Date Created: 2024-08-24T03:29:51.129683

BUNCHER COMPANY; Financial Institutional Funding, Inc.; Richard Santucci; John T. Stabile, v. OFFICIAL COMMITTEE OF UNSECURED CREDITORS OF GENFARM LIMITED PARTNERSHIP IV, Cross-Appellants in 99-3950; Buncher Company; John T. Stabile, Appellants in 99-3925.
    Nos. 99-3925, 99-3950.
    United States Court of Appeals, Third Circuit.
    Argued Aug. 8, 2000.
    Filed Oct. 2, 2000.
    
      Robert J. Ridge, (Argued) Katarincie & Salmon, Pittsburgh, PA, Attorney for Appellants The Buncher Company, D.C. and John T. Stabile.
    David B. Salzman, (Argued) Philip E. Milch, Campbell & Levine, LLC, Pittsburgh, PA, Counsel for Appellees/Cross-Appellants Official Committee of Unsecured Creditors of GenFarm Limited Partnership IV.
    Before: BARRY, WEIS and GREENBERG, Circuit Judges.
   OPINION OF THE COURT

WEIS, Circuit Judge.

In this appeal we conclude that when limited partners sold their interests to their financially strapped partnership, the transaction was a constructive fraudulent conveyance, and as such it was properly declared void by the bankruptcy judge. Because the ruling by the bankruptcy judge restored the former partners to their previous status of equity investors, it was unnecessary for the bankruptcy judge to rule on the matter of subordination, advanced as an alternative theory of recovery. We will affirm the judgment as to the fraudulent conveyance and vacate the ruling on subordination raised in the cross-appeal.
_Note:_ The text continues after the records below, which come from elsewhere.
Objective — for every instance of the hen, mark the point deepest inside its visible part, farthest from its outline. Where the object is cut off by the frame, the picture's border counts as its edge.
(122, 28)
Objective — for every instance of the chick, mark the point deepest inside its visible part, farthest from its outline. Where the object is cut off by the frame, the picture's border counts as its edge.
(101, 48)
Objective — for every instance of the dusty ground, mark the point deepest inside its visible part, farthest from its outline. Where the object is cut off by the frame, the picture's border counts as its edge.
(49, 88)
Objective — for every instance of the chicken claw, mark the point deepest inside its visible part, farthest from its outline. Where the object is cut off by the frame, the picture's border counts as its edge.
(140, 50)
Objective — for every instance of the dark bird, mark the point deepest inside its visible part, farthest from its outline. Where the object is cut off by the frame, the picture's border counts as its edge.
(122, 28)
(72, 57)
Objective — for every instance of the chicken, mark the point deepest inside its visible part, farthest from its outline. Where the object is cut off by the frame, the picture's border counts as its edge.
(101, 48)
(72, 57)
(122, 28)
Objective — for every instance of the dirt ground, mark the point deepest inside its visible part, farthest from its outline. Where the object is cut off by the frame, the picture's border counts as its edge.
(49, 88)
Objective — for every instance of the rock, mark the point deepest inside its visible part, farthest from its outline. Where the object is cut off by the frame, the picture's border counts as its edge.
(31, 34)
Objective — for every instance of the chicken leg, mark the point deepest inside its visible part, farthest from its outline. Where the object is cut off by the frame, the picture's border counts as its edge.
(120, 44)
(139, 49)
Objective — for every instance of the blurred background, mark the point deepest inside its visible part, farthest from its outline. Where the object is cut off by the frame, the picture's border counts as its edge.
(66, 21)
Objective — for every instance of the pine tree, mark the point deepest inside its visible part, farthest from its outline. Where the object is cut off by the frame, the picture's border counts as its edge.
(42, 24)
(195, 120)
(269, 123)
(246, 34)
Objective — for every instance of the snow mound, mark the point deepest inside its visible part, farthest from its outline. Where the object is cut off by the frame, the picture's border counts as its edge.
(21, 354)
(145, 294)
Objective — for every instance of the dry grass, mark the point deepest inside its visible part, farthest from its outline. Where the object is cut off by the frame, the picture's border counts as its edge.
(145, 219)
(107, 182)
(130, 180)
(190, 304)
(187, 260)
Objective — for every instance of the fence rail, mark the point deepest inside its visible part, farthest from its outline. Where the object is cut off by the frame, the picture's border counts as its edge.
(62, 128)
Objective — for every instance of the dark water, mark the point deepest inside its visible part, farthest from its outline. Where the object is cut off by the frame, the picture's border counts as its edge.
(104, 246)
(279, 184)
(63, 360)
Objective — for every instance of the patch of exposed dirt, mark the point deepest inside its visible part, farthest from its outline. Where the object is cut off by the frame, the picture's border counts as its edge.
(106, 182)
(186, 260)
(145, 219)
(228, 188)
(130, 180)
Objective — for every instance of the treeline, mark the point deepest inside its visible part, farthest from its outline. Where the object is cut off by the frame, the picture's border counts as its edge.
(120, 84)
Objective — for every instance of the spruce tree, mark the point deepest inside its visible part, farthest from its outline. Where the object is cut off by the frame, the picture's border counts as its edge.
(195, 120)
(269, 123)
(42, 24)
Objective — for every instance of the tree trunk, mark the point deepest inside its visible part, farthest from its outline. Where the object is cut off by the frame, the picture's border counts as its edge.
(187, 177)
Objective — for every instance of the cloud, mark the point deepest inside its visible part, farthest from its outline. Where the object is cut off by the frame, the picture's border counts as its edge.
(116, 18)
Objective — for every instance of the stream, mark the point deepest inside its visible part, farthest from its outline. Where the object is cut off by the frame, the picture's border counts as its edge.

This is an adversary proceeding brought by the Official Committee of Unsecured Creditors of GenFarm Limited Partnership IV against D.C. Guelich Explosive Co., Inc. and other former limited partners referred to collectively here as the Buncher Group. In 1988, Rodney Bohn organized GenFarm IV as a limited partnership with himself as sole general partner for the purpose of establishing and operating an experimental dairy farm in Florida. The partnership filed a petition under Chapter 11 in June of 1995; and all of the assets were scheduled to be sold to Ebony Bull Capital Co., an entity controlled by Bohn. The Buncher Group objected to the sale price as inadequate, but withdrew its opposition upon payment of $300,000, now held in escrow, and a promissory note in the amount of $700,000 from Ebony Bull.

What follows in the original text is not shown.